The condition of the work changed:

The general adovocacy of Socialism [...] has altered the standpoint of many people in regard to social obligation. The State and the Municipality are now often regarded as instruments for equalising the economic condition and adjusting the interests of different classes of the population... An industrial system, regulated not by public opinion, but by public enactment, is naturally supplemented by public relief.... The elections have become political, those who go to the poll are but a small proportion of those who have the franchise, and the distribution of relief is often controlled by members of a class who on individual and social grounds desire to increase the amount of it and the number of its recipients. During the last few years of quite unexampled prosperity the relief lists of almost all the London Unions have increased.

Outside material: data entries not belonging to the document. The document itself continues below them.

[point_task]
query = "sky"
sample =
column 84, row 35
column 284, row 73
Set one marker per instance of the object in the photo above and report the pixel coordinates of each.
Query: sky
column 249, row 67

With this change has been associated yet another, entirely consistent with the general trend of thought. There is a contraction of interest in personal and voluntary work. Relief, not charity, dominates the position. Societies for the care of young women and servants find it more and more difficult to obtain the help of volunteers. There is a decrease in candidates for the ministry. There is not the same demand for admission to the Settlements for men. The thought of the younger generation of the middle class is turned to new problems. In part, but only to a small ectent, are its member active in poor law or municipal work. Those who have a professional interest in it study its conditions more closely, but the number of students and workers who are attracted to it with a view to personal and voluntary service is less [SW 87].